The input fields in the header line of the standard dump window are the “Symbolic address”, “Relative address”, “Absolute address”, “ASEL”, “ASID”, “Output format” and “Window length”.
In the special windows activated with the SHOW-EDITED-INFORMATION statement and the FIND, LIST, OPTS or PRODAMP window, additional or different types of input are possible (see "Output of system trace tables (special window: TRACE)").
Figure 26: Input fields in the header line of the standard dump window
Module names, control block names and control block field names can be entered in the input field “Symbolic address” (see figure 26).

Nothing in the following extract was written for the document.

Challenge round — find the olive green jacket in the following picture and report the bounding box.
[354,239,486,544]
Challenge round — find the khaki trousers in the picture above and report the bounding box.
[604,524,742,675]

By default, the output always shows the module name. If the memory area cannot be allocated to any module, blanks are displayed.
If a control block (field) name is displayed (CBA/CBM output format), the module name can be shown by entering “NAM” in the “Output format” field.
The names of CSECTs in subsystems or in a loaded user program may also be specified.
If the current task is connected to the nonprivileged subsystem or if the CSECT is contained in the user program, the memory area is localized automatically. If privileged subsystems are loaded, the memory area is localized by DAMP even if the task is not connected.
If the module-relative display is not desired, it can be deactivated by entering “ALT” in the “ASEL” field. DAMP then relates all addresses to the current start address in this window. Furthermore, in this format, output extends beyond the module boundary.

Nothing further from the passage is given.